DiT is not all you need
join us: https://discord.gg/tPBsKDyRR5
Resume from Kohaku-XL-Epsilon rev2
More stable, long/detailed prompt is not a requirement now.
Better fidelity on style and character, support more style.
CCIP metric surpass Sanae XL anime. have over 2200 character with CCIP score > 0.9 in 3700 character set.
Trained on both danbooru tags and natural language, better ability on nl caption.
Trained on combined dataset, not only danbooru
danbooru (7.6M images, last id 7832883, 2024/07/10)
pixiv (filtered from 2.6M special set, will release the url set)
pvc figure (around 30k images, internal source)
realbooru (around 90k images, for regularization)
8.46M images in total
Since the model is trained on both kind of caption, the ctx length limit is extended to 300.
resolution: 1024x1024 or similar pixel count
cfg scale: 3.5~6.5
sampler/scheduler:
Euler (A) / any scheduler
DPM++ series / exponential scheduler
for other sampler, I personally recommend exponential scheduler.
step: 12~50
DTG series prompt gen can still be used on KXL zeta.

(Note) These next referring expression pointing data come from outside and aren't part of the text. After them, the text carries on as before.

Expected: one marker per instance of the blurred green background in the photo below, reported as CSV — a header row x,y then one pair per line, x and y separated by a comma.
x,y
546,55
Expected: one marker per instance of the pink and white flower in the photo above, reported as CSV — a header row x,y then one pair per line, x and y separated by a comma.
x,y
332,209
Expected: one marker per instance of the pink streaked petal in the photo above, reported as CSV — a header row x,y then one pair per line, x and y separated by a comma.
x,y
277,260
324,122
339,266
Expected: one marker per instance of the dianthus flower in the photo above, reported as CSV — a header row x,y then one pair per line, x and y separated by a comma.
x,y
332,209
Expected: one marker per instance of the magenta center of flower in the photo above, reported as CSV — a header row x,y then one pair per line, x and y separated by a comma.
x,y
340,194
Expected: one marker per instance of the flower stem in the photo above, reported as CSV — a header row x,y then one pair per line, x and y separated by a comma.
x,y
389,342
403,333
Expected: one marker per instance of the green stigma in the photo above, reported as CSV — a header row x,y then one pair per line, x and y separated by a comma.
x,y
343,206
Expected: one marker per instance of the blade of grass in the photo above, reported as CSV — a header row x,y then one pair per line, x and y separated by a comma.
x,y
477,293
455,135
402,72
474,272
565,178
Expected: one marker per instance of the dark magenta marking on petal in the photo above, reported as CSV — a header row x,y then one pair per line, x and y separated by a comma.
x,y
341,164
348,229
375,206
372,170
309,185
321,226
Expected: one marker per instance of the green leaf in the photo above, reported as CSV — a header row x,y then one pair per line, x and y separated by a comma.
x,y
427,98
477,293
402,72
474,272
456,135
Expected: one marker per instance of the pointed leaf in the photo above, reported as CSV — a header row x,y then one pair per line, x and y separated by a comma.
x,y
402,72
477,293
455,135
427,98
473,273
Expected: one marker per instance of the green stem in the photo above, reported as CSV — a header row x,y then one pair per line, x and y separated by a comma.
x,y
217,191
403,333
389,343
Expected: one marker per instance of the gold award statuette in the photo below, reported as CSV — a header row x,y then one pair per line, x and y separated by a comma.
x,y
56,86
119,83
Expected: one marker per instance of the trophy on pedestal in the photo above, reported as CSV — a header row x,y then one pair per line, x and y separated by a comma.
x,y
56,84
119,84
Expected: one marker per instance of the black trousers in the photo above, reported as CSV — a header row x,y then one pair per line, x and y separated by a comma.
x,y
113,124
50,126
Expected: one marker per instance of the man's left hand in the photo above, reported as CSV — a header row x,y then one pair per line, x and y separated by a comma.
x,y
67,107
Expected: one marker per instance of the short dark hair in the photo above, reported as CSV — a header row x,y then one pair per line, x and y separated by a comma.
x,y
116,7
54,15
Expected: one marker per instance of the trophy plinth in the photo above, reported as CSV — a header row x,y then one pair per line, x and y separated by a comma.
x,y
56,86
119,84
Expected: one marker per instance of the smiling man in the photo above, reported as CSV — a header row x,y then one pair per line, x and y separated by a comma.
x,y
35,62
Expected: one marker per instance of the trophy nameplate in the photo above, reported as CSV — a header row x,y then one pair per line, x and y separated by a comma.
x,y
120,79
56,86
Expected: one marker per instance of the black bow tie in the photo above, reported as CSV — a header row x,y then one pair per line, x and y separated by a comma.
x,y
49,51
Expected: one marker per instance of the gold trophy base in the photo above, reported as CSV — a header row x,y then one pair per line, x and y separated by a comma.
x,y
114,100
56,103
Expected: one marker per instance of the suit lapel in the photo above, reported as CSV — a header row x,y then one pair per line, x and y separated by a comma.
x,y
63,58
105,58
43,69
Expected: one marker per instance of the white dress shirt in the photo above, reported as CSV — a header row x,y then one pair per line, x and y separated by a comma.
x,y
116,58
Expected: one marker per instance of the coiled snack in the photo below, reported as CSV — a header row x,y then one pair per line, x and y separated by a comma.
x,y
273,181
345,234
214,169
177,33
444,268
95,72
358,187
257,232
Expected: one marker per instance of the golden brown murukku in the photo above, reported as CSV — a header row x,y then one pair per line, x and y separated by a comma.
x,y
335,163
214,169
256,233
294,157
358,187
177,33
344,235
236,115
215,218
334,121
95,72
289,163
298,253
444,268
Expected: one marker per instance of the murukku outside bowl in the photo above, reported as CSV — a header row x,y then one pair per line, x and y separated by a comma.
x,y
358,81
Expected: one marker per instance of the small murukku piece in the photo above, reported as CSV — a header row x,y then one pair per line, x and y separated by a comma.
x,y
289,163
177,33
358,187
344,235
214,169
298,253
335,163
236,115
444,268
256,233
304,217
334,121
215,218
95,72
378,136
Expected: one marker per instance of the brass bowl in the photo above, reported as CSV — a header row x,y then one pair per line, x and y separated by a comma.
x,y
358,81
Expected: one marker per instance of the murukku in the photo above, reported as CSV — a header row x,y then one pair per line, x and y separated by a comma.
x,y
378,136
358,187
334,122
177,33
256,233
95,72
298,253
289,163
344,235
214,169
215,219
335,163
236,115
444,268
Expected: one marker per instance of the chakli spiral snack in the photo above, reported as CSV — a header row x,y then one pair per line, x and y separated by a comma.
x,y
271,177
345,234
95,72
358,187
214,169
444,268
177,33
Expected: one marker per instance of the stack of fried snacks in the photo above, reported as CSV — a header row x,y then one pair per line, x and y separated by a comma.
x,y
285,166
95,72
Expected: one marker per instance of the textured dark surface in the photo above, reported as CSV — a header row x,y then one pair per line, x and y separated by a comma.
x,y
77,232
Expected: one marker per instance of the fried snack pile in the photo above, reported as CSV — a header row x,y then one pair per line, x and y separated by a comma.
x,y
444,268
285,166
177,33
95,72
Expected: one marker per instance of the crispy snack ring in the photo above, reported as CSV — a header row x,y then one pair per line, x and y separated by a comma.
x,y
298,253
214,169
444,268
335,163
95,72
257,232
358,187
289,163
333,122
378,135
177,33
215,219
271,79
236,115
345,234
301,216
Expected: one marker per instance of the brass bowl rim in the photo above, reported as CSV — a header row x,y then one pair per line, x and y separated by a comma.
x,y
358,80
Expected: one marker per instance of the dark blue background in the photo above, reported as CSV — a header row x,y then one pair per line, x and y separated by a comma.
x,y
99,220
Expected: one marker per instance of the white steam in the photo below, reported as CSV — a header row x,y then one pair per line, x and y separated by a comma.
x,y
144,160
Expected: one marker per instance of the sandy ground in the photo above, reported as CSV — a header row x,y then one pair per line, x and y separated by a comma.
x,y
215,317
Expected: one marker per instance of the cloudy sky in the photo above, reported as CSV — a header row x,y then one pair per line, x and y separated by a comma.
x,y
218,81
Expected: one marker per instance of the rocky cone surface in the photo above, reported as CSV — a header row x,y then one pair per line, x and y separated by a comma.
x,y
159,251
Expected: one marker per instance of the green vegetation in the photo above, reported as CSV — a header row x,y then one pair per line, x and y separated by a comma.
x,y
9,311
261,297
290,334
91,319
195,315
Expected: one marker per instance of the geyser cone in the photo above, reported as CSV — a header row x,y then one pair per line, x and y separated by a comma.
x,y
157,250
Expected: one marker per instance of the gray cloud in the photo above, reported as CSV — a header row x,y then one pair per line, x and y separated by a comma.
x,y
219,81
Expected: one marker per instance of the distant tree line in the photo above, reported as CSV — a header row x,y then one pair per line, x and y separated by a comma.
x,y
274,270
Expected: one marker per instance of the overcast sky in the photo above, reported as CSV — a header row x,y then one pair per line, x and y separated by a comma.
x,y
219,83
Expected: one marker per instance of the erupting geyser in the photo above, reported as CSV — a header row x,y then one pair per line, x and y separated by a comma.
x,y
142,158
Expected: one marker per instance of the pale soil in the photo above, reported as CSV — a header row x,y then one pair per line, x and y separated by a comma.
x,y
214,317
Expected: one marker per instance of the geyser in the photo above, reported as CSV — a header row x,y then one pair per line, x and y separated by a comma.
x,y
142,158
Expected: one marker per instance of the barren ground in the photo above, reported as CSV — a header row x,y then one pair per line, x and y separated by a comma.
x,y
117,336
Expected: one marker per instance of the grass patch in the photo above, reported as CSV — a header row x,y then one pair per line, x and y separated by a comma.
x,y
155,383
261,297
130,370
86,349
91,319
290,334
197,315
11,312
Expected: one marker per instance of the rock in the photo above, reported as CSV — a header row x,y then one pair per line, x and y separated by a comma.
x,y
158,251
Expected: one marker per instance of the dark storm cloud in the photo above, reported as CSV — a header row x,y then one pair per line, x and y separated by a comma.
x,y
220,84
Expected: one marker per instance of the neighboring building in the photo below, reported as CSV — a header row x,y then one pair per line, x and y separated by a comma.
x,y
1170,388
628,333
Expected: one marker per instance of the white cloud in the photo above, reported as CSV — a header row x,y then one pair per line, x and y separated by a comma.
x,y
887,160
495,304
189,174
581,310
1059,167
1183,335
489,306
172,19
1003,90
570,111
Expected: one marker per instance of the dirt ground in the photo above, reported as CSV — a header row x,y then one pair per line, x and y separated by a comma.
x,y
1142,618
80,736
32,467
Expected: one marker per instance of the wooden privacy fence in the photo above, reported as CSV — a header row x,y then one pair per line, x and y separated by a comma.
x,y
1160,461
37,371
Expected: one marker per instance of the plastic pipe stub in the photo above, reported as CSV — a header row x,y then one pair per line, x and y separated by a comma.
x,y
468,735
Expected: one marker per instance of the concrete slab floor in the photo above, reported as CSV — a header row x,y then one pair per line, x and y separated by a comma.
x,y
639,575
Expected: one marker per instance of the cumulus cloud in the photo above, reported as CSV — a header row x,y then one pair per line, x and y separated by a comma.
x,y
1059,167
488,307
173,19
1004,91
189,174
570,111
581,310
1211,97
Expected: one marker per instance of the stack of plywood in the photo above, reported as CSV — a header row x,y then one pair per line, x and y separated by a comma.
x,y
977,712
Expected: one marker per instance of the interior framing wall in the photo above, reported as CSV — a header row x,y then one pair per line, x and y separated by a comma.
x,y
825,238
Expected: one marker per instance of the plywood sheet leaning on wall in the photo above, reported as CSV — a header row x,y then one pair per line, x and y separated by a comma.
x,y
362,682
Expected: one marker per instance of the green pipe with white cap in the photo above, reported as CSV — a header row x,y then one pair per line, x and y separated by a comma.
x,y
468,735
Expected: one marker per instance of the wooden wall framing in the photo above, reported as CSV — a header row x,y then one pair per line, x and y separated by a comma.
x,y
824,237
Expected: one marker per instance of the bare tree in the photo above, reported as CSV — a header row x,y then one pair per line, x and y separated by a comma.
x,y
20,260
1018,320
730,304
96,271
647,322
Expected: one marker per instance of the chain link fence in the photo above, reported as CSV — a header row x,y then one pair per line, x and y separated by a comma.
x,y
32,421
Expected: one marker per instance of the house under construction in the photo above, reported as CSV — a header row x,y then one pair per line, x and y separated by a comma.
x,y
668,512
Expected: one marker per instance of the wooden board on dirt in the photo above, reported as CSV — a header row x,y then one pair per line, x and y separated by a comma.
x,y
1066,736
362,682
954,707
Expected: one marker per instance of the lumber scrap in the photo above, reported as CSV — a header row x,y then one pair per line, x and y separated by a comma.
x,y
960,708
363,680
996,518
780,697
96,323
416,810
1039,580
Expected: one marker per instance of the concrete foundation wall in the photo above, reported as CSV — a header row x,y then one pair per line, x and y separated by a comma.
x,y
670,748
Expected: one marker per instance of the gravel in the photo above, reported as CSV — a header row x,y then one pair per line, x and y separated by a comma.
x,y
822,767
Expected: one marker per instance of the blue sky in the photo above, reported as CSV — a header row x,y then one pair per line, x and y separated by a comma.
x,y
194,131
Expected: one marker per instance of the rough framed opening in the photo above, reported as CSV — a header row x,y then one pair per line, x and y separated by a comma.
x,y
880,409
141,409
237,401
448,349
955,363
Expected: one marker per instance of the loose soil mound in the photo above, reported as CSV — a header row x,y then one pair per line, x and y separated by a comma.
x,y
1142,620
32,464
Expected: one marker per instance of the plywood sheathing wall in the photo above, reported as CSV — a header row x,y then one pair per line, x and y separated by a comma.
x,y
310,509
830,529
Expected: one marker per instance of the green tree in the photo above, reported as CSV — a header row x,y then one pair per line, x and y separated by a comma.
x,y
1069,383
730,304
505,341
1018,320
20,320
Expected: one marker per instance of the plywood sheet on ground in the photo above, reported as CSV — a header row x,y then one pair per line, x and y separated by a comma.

A brand new prompt gen for cooperating both tag and nl caption is under developing.
As same as Kohaku XL Epsilon or Delta, but you can replace "general tags" with "natural language caption". You can also put both together.
Quality tags: masterpiece, best quality, great quality, good quality, normal quality, low quality, worst quality
Rating tags: safe, sensitive, nsfw, explicit
Date tags: newest, recent, mid, early, old
General: safe
Sensitive: sensitive
Questionable: nsfw
Explicit: nsfw, explicit
For better ability on some certain concepts, I use full danbooru dataset instead of filterd one. Than use crawled Pixiv dataset (from 3~5 tag with popularity sort) as addon dataset. Since Pixiv's search system only allow 5000 page per tag so there is not much meaningful image, and some of them are duplicated with danbooru set(but since I want to reinforce these concept I directly ignore the duplication)
As same as kxl eps rev2, I add realbooru and pvc figure images for more flexibility on concept/style.
Hardware: Quad RTX 3090s
Dataset
Num Images: 8,468,798
Resolution: 1024x1024
Min Bucket Resolution: 256
Max Bucket Resolution: 4096
Caption Tag Dropout: 0.2
Caption Group Dropout: 0.2 (for dropping tag/nl caption entirely)
Training
Batch Size: 4
Grad Accumulation Step: 32
Equivalent Batch Size: 512
Total Epoch: 1
Total Steps: 16548
Training Time: 430 hours (wall time)
Mixed Precision: FP16
Optimizer
Optimizer: Lion8bit
Learning Rate: 1e-5 for UNet / TE training disabled
LR Scheduler: Constant (with warmup)
Warmup Steps: 100
Weight Decay: 0.1
Betas: 0.9, 0.95
Diffusion
Min SNR Gamma: 5
Debiased Estimation Loss: Enabled
IP Noise Gamma: 0.05
Unless any one give me reasonable compute resources or any team release efficient enough DiT or I will not train any DiT-based anime base model.
But if you give me 8xH100 for an year, I can even train lot of DiT from scratch (If you want)
Fair-AI-public-1.0-sd
Kohaku-XL Zeta is a highly specialized Image generation AI Model of type Safetensors / Checkpoint AI Model created by AI community user kblueleaf. Derived from the powerful Stable Diffusion (SDXL 1.0) model, Kohaku-XL Zeta has undergone an extensive fine-tuning process, leveraging the power of a dataset consisting of images generated by other AI models or user-contributed data. This fine-tuning process ensures that Kohaku-XL Zeta is capable of generating images that are highly relevant to the specific use-cases it was designed for, such as anime, base model.
With a rating of 0 and over 0 ratings, Kohaku-XL Zeta is a popular choice among users for generating high-quality images from text prompts.
Yes! You can download the latest version of Kohaku-XL Zeta from here.
To use Kohaku-XL Zeta, download the model checkpoint file and set up an UI for running Stable Diffusion models (for example, AUTOMATIC1111). Then, provide the model with a detailed text prompt to generate an image. Experiment with different prompts and settings to achieve the desired results. If this sounds a bit complicated, check out our initial guide to Stable Diffusion – it might be of help. And if you really want to dive deep into AI image generation and understand how set up AUTOMATIC1111 to use Safetensors / Checkpoint AI Models like Kohaku-XL Zeta, check out our crash course in AI image generation.
Go ahead and upload yours!
Your query returned no results – please try removing some filters or trying a different term.